The recently launched Besom Presse imprint (out of Los Angeles) gifts us with a vinyl album by bagpipe master David Watson and celebrated percussionist Tony Buck, of The Necks renown. Two long-ish tracks, not totally improvised and definitely multi-tracked in certain sections, at once slightly dissimilar and absolutely cohesive.
“Beating” starts with Watson laying out extended tones all alone, progressively stockpiling a considerable amount of quavering striations directly pointing at the nape of the neck in a classic case of “therapeutic droning” setting. Later on Buck enters the scene, softly at first then providing irregularly cyclical/mildly obsessive poly-patterns, ultimately superimposing his own brand of shamanism to push the temperature towards the scale’s highest. In “Exhale”, Buck’s rolling nimbleness informs the music from the early stages as Watson produces a veritable spate of pitches.

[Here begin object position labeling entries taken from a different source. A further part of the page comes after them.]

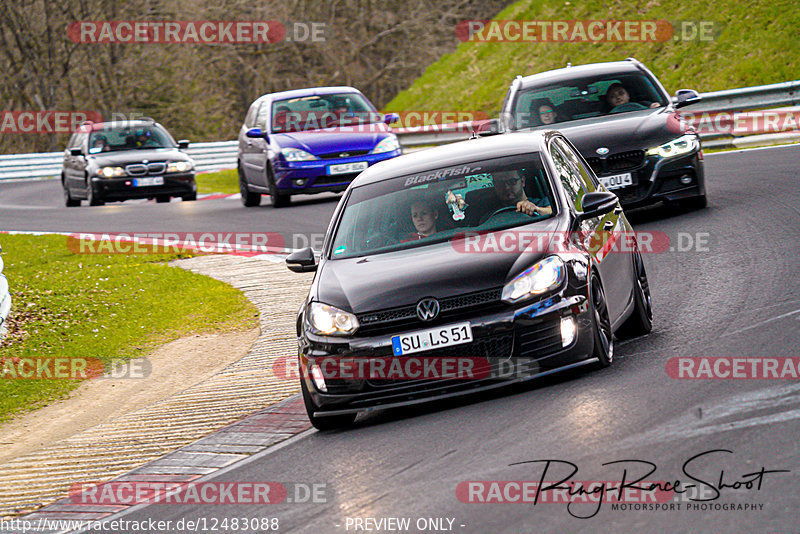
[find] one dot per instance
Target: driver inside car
(508, 192)
(617, 96)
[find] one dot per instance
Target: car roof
(125, 123)
(309, 91)
(611, 67)
(461, 152)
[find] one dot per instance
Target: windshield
(113, 139)
(581, 98)
(323, 111)
(438, 204)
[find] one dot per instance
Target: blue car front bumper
(315, 176)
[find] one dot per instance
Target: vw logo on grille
(428, 309)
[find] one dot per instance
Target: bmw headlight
(330, 321)
(388, 144)
(179, 166)
(544, 276)
(677, 147)
(110, 172)
(295, 154)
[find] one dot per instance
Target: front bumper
(312, 176)
(516, 344)
(659, 179)
(177, 184)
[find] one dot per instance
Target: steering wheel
(627, 106)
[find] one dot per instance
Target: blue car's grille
(343, 154)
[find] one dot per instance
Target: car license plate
(347, 168)
(434, 338)
(144, 182)
(617, 180)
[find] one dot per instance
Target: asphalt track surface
(737, 296)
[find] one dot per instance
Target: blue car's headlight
(677, 147)
(388, 144)
(330, 321)
(295, 154)
(544, 276)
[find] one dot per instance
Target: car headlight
(677, 147)
(179, 166)
(388, 144)
(110, 172)
(295, 154)
(330, 321)
(544, 276)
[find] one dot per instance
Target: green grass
(101, 306)
(218, 182)
(754, 43)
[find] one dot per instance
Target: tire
(603, 336)
(93, 199)
(695, 203)
(333, 422)
(68, 200)
(641, 320)
(279, 200)
(249, 199)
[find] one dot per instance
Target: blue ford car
(309, 141)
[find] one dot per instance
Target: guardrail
(222, 155)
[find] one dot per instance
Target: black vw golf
(462, 268)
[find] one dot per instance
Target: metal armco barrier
(222, 155)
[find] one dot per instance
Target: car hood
(402, 278)
(125, 157)
(636, 130)
(356, 137)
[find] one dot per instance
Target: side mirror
(302, 261)
(686, 97)
(257, 133)
(598, 203)
(487, 128)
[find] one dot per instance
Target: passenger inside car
(506, 194)
(424, 217)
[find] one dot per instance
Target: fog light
(567, 331)
(319, 378)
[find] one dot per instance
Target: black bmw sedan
(115, 161)
(463, 268)
(623, 122)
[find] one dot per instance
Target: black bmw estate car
(462, 268)
(111, 161)
(623, 122)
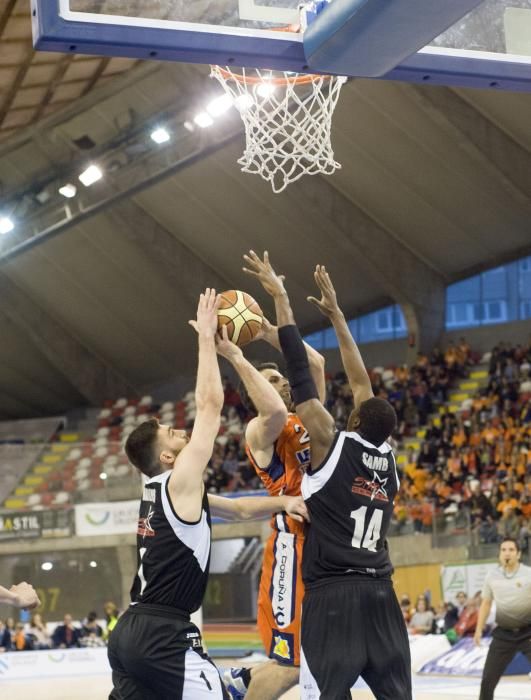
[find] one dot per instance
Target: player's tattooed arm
(269, 333)
(264, 429)
(254, 507)
(273, 284)
(187, 475)
(353, 364)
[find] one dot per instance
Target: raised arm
(191, 462)
(255, 507)
(263, 430)
(353, 364)
(316, 419)
(269, 333)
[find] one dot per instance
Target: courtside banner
(107, 518)
(53, 663)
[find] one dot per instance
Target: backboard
(456, 42)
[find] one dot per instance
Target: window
(385, 324)
(496, 296)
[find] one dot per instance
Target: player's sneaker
(234, 683)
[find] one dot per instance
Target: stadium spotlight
(91, 175)
(160, 135)
(219, 105)
(6, 225)
(203, 119)
(68, 190)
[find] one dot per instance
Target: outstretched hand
(225, 347)
(296, 508)
(263, 271)
(327, 305)
(207, 313)
(25, 596)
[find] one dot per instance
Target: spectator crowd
(470, 467)
(455, 619)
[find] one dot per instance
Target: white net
(287, 118)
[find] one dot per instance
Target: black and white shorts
(156, 654)
(354, 628)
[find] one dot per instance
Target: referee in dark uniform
(352, 624)
(155, 651)
(509, 586)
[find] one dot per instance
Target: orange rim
(302, 79)
(299, 79)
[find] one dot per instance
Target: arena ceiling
(435, 184)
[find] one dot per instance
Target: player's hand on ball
(266, 331)
(207, 313)
(327, 305)
(225, 347)
(296, 508)
(263, 271)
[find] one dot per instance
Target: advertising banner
(41, 523)
(464, 577)
(53, 663)
(20, 526)
(466, 659)
(119, 518)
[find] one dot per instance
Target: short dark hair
(377, 420)
(140, 447)
(511, 539)
(242, 391)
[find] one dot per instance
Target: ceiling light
(243, 102)
(203, 119)
(91, 175)
(6, 225)
(220, 105)
(160, 135)
(68, 191)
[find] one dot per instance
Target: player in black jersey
(352, 624)
(155, 651)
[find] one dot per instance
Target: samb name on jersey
(350, 499)
(375, 462)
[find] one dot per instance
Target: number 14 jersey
(350, 499)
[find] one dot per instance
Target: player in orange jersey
(279, 449)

Some of the latter depart from the buzzing organism to hover over the brain in the shape of harsh – but still hypnotic – melodic cells. Around the 12th minute, Buck remains solitary for a while with natural-sounding, bicycle wheel-like figurations soon rejoined by his comrade’s blazing spurts. The interlacing of reiterative pulse, edgy lines and scathing partials glues the ears to the headphones; however, should you elect to play the material loud in an apartment, a good chance exists that the neighbours won’t be happy.
A reminder for the forgetful: the basis of subconscious knowledge is frequently born from the ripples of an apparent stasis. And when that stasis is eventually broken, the process of apprehension becomes even more interesting.